In October 2019, the presenters attended the 5th annual National Building Reconciliation Forum at Algoma University in Sault Ste Marie, ON. This Soup & Bannock Lunch & Learn presentation is informed by their reflections and gleanings from the Forum and the state of truth and reconciliation in the Canadian post-secondary context.

Sponsor: Office of Aboriginal Education and Engagement

Optional Registration: Eventbrite

Soup & Bannock Lunch & Learn March 10 2020

Tuesday, March 10, 2020 - Dr Deb Saucier, President & Vice-Chancellor, Vancouver Island University

“My ‘useless’ degree and where it got me”

When VIU President and Vice-Chancellor Dr. Deborah Saucier graduated with a PhD in Psychology in 1995, the country was in the middle of a recession and people told her she was very lucky to get a job given her “useless” degree. But after 10 years of studying, working in the lab, publishing and training other students, was it really luck?

 During her presentation, Saucier will debunk some popular beliefs around the value (or lack thereof) of a post-secondary education, and share some facts and figures that will showcase not only how important your degree is to help you live a better life, whether you are an English or a Biology major, but also how it will future-proof your job prospects. 

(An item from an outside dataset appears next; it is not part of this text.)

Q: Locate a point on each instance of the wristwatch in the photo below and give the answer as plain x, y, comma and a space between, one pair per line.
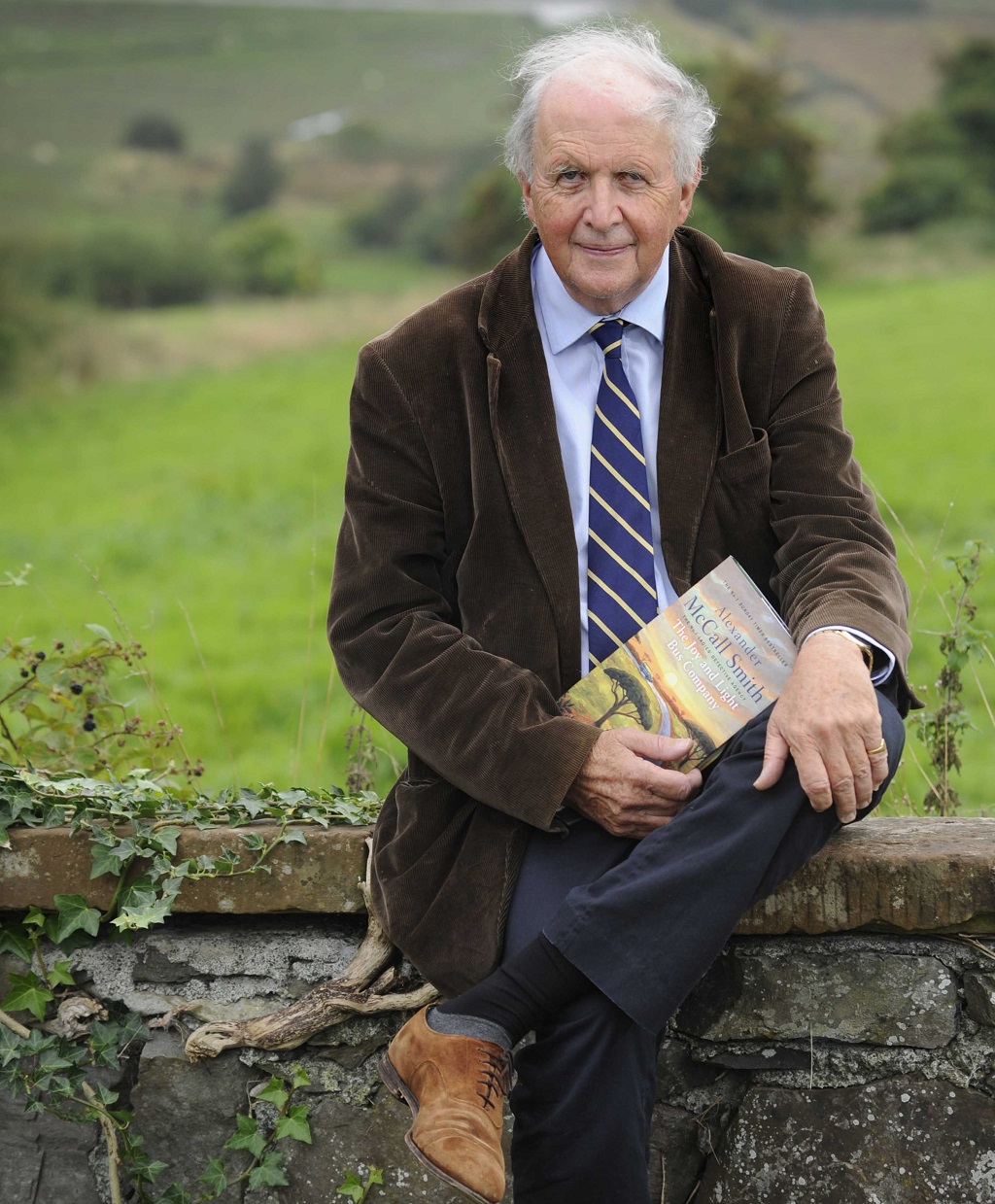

 Sponsor: Office of the President

Optional Registration: Eventbright

CANCELLED:Tuesday, April 14, 2020 - Faculty of Health and Human Services, Vancouver Island University

 

Indigenous Learning Circles

The Indigenous Learning Circles hold space for reflection where participants can come together and listen and learn from one another. In the past, the Office of Aboriginal Education and Engagement and the Centre for Innovation and Excellence in Learning, have co-hosted these circles. This year we invite colleagues from the different program areas who might be interested in hosting a learning circle to let us know and we would be happy to assist, inviting Elders and Students from the 'Su'luqw'a' Community Cousins program if requested, booking space, etc.Date and Times: Will vary, please watch for invites coming to your area Audience: Open to VIU Campus Community members Questions: Sharon.Hobenshield@viu.ca and Kathleen.Bortolin@viu.ca


meyugum-thut 
 also known as the Ripple Project

The Ripple Project showcases initiatives and collaborations related to Indigenous education at Vancouver Island University.  Bringing Indigenous ways of knowing and being into our institutional fabric is necessary and aligns with our greater values.  We are moving forward, with care and respect, in a good way.
Features: 
  • students’ work
  • community-based programs
  • teaching and learning practices
  • Elders’ teaching
  • reflections from those engaging in the process
meyuqum-thut.   Like ripples in a pond, the effects of our thoughts spread out far beyond our immediate reach.

 

Students as Partners

The Office of Aboriginal Education and Engagement, along with the Centre for Innovation and Excellence and Learning and International Education are engaging students as partners in a teaching, learning and leadership capacity.  In particular, we are interested in furthering awareness and understanding of, as well as generating ideas about, VIU’s graduate attribute: Indigenous Perspective. 

Students will be invited to come together starting this fall and build community throughout the year.  There is no prescribed ending point here.  How the partnership unfolds and takes up this work is yet to be determined, and will be co-designed with all participants of the partnership.  We do anticipate there will be an opportunity in the spring of 2019 to share some of the conversations that have unfolded with the rest of the VIU community.